The replevin statutes under which this action arose were adopted from the Kansas Code. In Watson v. Jackson,24 Kan. 442, a similar question was before the Kansas Supreme Court, and there it was held that:

"The decision of a motion made before it justice of the peace, to discharge from seizure certain property taken on attachment, on the ground that it is exempt, is not conclusive, rind the question of exemption may be tried thereafter in an action of replevin brought by the judgment debtor."

This case was followed in Brunson v. Merrill, 17 Okla. 44,86 P. 431, where the above quotation from Watson v. Jackson was adopted as the syllabus. In the body of the opinion the court said:

"We see no good reason why we should not follow the Kansas decisions, and the question there being fully and thoroughly settled prior to the adoption of our Code here, it follows that the ruling upon the motion by the justice of the peace should be held not to be conclusive, and not res judicata."

In Shelby et al. v. Ziegler, 22 Okla. 799, 98 P. 989, a question similar in principle was before the court. The question is stated thus:

"Is a judgment on a motion to discharge an attachment, on the ground that the property seized under such writ was exempt, res judicata in a subsequent direct proceeding, or other action against such property?"

This question is answered in the first paragraph of the syllabus as follows:

"A judgment on a motion to discharge an attachment, on the ground that the property seized under such writ was exempt, is not res judicata in a subsequent direct proceeding in another action brought to subject the property to the judgment rendered in the action in which such attachment writ was issued."

It is not at all contended that if E.E. Cross had not appeared in the justice of the peace court in presenting his motion to discharge the attachment, that any action of the Justice of the peace would bar him (Cross) from raising the question of his exemption in a direct proceeding in replevin, and we are led to think from the wording, of the replevin statutes and from the decisions herein cited that it makes no difference whether he, moved in the justice of the peace court to discharge the attachment because the property was his exempt property, or not.
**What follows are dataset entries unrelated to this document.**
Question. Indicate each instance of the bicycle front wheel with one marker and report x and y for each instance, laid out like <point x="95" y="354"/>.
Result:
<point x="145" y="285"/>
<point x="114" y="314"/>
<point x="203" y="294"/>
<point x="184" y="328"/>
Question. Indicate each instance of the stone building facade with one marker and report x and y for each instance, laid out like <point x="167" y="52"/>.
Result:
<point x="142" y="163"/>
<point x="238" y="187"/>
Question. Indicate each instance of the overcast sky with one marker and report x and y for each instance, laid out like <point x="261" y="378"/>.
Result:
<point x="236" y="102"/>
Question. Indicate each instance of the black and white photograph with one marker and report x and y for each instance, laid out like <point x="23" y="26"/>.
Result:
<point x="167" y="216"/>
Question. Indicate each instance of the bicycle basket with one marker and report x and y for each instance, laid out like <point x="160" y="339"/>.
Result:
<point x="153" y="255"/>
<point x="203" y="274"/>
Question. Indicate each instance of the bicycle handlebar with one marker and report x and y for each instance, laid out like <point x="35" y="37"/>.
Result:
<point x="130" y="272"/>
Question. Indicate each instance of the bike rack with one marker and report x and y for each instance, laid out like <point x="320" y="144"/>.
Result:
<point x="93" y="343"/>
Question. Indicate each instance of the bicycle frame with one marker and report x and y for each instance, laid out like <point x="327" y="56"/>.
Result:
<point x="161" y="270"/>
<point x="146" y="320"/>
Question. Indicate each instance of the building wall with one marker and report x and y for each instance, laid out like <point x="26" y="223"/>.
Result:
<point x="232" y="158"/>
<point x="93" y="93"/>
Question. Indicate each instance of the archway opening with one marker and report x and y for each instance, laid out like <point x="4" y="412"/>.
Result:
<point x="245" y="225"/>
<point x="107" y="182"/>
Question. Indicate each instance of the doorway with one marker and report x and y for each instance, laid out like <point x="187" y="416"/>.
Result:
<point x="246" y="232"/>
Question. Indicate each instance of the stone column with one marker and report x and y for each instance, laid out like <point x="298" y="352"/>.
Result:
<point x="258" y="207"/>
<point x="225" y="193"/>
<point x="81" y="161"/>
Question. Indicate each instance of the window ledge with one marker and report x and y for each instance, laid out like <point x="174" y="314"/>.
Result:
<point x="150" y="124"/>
He could appear in the justice of the peace court and move to discharge the attachment because the property levied upon was his exempt property, or entirely ignore the justice of the peace court, and any orders it might make against his property; and still raise the question of his exemptions directly in replevin suit; and any orders made by the justice of the peace depriving him of his exempt property would not constitute a bar to such replevin action.

In the replevin suit in the district court the sole and only question to be determined is, was the property for which he brought the replevin suit, property used by him in his trade and business as a shoe repairer and exempt to him under the law; and were the defendants withholding possession thereof from him; and his right to a trial upon such questions is not in any sense barred by the order and judgment of the justice of the peace court denying and overruling his motion to discharge the attachment and sustaining the attachment and ordering the sale of the property.

The holding and judgment of the district court that the orders and judgment of the justice of the peace court, pleaded by the defendants, is res judicata on the question presented in the plaintiff's replevin suit, was error requiring a reversal of the judgment The plaintiff in error is entitled to a trial upon the question of his exemptions, notwithstanding the judgment of the justice of the peace court.

We recommend that the judgment appealed from be reversed and remanded to the district court of Oklahoma county, with directions to grant the plaintiff. E.E. Cross, a trial upon his exemption claim as pleaded in his replevin action.